The National Highway Traffic Safety Administration (NHTSA) recommends that child safety seats and boosters be replaced following a moderate or severe crash in order to ensure a continued high level of crash protection for child passengers. Whether to replace a child car seat or booster is something beyond the scope of this blog and I would defer that issue to your local fire department or expert on child car seats.
Legally, however, the person that causes an accident is responsible for any resulting property damage. In fact, Florida law requires all car owners to maintain property damage insurance that will pay for damage to your vehicle and any other property damage, like child car seats and boosters. Thus, you are allowed to make a claim against the other person’s insurance for replacing child car seats and boosters following an accident and based on the NHTSA, you should replace these items following an accident.

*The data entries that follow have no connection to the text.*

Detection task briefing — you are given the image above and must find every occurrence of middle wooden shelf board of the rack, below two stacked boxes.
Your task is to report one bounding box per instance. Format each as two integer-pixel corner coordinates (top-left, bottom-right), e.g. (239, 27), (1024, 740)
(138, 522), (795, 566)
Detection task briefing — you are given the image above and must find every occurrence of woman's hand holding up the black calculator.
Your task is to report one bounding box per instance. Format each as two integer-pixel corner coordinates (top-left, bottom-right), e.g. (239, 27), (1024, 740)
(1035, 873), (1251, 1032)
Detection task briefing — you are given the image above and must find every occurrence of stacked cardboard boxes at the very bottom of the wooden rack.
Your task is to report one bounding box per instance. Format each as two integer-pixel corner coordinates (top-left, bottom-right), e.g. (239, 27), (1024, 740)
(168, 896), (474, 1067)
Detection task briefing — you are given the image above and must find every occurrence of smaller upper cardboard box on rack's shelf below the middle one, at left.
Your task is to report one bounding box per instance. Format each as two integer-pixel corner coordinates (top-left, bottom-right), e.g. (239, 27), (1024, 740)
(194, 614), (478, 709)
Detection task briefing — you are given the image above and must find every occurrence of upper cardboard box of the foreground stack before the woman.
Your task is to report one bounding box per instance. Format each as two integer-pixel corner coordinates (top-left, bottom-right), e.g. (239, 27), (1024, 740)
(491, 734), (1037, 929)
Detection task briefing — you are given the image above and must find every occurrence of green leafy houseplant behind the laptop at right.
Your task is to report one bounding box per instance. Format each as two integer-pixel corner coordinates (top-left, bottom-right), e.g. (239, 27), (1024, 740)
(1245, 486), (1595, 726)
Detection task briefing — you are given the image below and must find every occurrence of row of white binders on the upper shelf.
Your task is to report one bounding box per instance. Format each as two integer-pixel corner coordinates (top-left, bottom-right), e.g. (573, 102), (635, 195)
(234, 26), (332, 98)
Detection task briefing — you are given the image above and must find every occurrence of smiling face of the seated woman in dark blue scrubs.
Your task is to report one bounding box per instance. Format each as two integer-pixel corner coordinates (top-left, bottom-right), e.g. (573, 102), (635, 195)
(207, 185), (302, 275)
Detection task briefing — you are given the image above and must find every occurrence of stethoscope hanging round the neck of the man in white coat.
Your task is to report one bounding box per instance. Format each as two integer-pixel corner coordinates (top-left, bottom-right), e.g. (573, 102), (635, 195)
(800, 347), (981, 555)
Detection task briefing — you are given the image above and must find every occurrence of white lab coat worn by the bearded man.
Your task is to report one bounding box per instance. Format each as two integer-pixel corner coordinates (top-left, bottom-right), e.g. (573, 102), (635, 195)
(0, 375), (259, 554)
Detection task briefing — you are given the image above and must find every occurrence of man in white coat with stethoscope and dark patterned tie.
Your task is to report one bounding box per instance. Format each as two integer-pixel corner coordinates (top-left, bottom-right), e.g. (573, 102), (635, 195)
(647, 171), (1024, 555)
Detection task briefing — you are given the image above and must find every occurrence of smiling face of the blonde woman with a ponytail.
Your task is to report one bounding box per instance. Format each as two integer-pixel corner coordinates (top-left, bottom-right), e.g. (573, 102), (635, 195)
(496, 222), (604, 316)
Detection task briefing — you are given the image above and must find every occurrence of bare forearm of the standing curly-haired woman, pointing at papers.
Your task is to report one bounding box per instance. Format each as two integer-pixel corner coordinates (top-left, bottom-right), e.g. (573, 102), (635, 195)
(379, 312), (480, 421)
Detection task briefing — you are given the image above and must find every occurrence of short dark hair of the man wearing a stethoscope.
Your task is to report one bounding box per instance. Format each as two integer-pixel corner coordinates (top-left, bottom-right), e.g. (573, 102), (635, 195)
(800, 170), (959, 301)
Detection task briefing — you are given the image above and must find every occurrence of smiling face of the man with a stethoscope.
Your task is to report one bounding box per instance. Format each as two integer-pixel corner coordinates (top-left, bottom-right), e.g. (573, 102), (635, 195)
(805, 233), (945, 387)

It seems counter intuitive but generally your OWN insurance pays your medical bills following an accident in Florida. This is part of our no fault laws in Florida which requires everyone that owns a car to have PIP insurance that pays 80 percent of your medical bills (and 60 percent of your wages) up to $10,000.00.
Generally, Florida’s no fault PIP (personal injury protection) insurance pays 80 percent of the medical bills (generally not 100%) and pays up to $10,000.00. You may also elect up to a $1,000.00 deductible. Thus, generally ALL of one’s medical bills are NOT paid through PIP and there are generally balances at the end of a case. Part of what the lawyer will seek from the at fault insurance company are the 20 percent balances, the deductible (if applicable) and any bills that go over and above the $10,000.00 of PIP.
Your lawyer may seek to get any unpaid medical bills reduced by the medical provider pursuant to a personal injury settlement and that is a big part of what the lawyer does at the end of the case.
Fault definitely matters!
In terms of who pays your medical bills, Florida is a no fault state and your own insurance pays your medical bills, regardless of whether you are at fault or not. That is the no fault laws in Florida.
Now, in terms of who pays to fix the car, we are on a fault system. So if another person causes the accident, their property damage insurance coverage (which happens to also be required) will pay to fix your car if they are at fault.
Lastly, in terms of who pays you for your injuries (unpaid medical bills AFTER PIP, pain and suffering, etc.) we are also on a fault system. Thus, if the other car is at fault their bodily injury coverage (which is generally not required) will pay you for your injuries.